Grâce à une disposition harmonieuse, l'exposition allie, et ce n'est pas souvent le cas, la « cuisine » éblouissante des couleurs aux recettes savantes, mitonnées par les peintres impressionnistes, et accrochées sur les cimaises... Géraldine Lefebvre, commissaire de l'exposition, a souhaité que le parcours du visiteur alterne peintures, photographies, estampes japonaises, documents d'archives, échantillon de tissus et livres de fabrication de couleurs. Le passage des pigments naturels aux couleurs synthétiques, une véritable révolution, Léon Monet y a participé activement. Et l'exposition fournit une excellente occasion de s'attarder sur la matérialité des couleurs, que leur symbolique a tendance à occulter. Un court film, rare, datant de 1939 d'Hans Richter, « La naissance de la couleur » est à cette occasion présenté au public... Qu'il soit rappelé à cette occasion le lien intuitif, technique et poétique que les hommes ont entretenu depuis des milliers d'années avec les plantes tinctoriales (pourvoyeuses de couleurs) comme par exemple le bleuet, l'anthémis, le carthame, le souci, la renouée, la garance, etc., ou avec ces pigments naturels d'origine géologique, comme la terre de Sienne, l'hématite, l'azurite, l'orpiment, etc... Mais en 1856, William Henry Perkin découvrait la mauvéine, première couleur d'aniline (formule C6H5 - NH2) employée industriellement et, quelques années après, Léon Monet se spécialisait dans l'impression des cotons, et les teintures pour soie, laine et coton. Son neveu, Jean Monet, chimiste, le rejoignait en 1891. Deux ans plus tard, c'est avec grand intérêt que Claude Monet visita l'entreprise de Léon à Maromme. L'artiste et l'industriel. Ou peinture et chimie... Mais aussi peinture et médecine ! En effet la petite-fille de Léon Monet, Françoise, ayant choisi de se tourner vers la dermatologie, sut avec talent allier le scalpel et le pinceau en devenant elle aussi une artiste, toute admirative qu'elle était de son grand-oncle. Décédée à un fort bel âge, il y a six ans, Françoise avait émis deux souhaits : celui de voir l'émouvante histoire de Léon et Claude Monet racontée, et celui que le portrait expressif de Léon, peint par Claude en 1874 (exposé ici pour la première fois) rejoigne les collections publiques françaises. L'exposition Léon Monet, frère de l'artiste et collectionneur, cette histoire de peintres, de famille et de couleurs, n'a-t-elle pas exaucé les voeux de Françoise ?...
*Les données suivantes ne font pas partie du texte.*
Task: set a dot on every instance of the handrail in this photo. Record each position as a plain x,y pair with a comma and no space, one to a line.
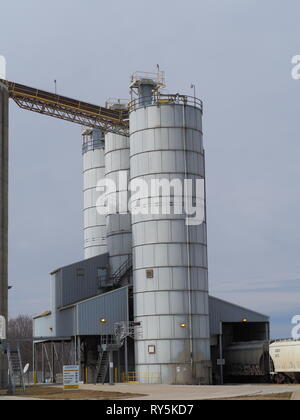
161,99
36,100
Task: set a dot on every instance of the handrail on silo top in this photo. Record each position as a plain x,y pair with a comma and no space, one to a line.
163,99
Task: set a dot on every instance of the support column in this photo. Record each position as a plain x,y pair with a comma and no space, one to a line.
3,219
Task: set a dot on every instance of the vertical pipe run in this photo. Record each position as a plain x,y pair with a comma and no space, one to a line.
3,220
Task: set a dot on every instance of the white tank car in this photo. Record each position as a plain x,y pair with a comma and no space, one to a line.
247,359
285,355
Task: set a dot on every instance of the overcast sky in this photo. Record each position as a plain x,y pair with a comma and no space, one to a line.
238,53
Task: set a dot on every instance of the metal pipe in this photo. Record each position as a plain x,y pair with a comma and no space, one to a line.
188,253
4,146
221,353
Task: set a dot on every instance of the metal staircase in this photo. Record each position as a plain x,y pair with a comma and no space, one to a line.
122,271
15,368
115,279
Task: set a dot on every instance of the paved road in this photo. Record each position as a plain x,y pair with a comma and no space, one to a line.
178,392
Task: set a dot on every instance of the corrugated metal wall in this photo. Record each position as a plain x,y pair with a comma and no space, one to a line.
78,281
112,306
44,327
221,311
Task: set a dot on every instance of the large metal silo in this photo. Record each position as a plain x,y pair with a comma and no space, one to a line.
93,172
170,273
119,233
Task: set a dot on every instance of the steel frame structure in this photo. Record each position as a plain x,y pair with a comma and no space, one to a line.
74,111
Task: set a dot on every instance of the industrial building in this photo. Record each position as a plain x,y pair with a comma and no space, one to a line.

On voit qu'il n'est pas ici seulement question du collectionneur Léon Monet. Si l'on apprend certes que le 24 mars 1875, à la première grande vente impressionniste qui s'ouvrait à l'hôtel Drouot, il acheta cinq peintures (mais Durand-Ruel n'en acheta pas moins de dix-huit), qu'il acquit plus d'une vingtaine d'oeuvres de son frère, qu'il était aussi amateur des oeuvres d'artistes rouennais, l'exposition nous permet également de découvrir le premier et bel album de dessin de Claude à quinze ans, également ses talents inattendus de caricaturiste (série des caricatures Billecocq de Claude Monet), et d'autres documents biographiques intéressants, etc. Bref, autour d'un authentique collectionneur et de sa collection, il gravite bien plus de curiosités et de petites histoires qu'on pourrait d'abord l'imaginer.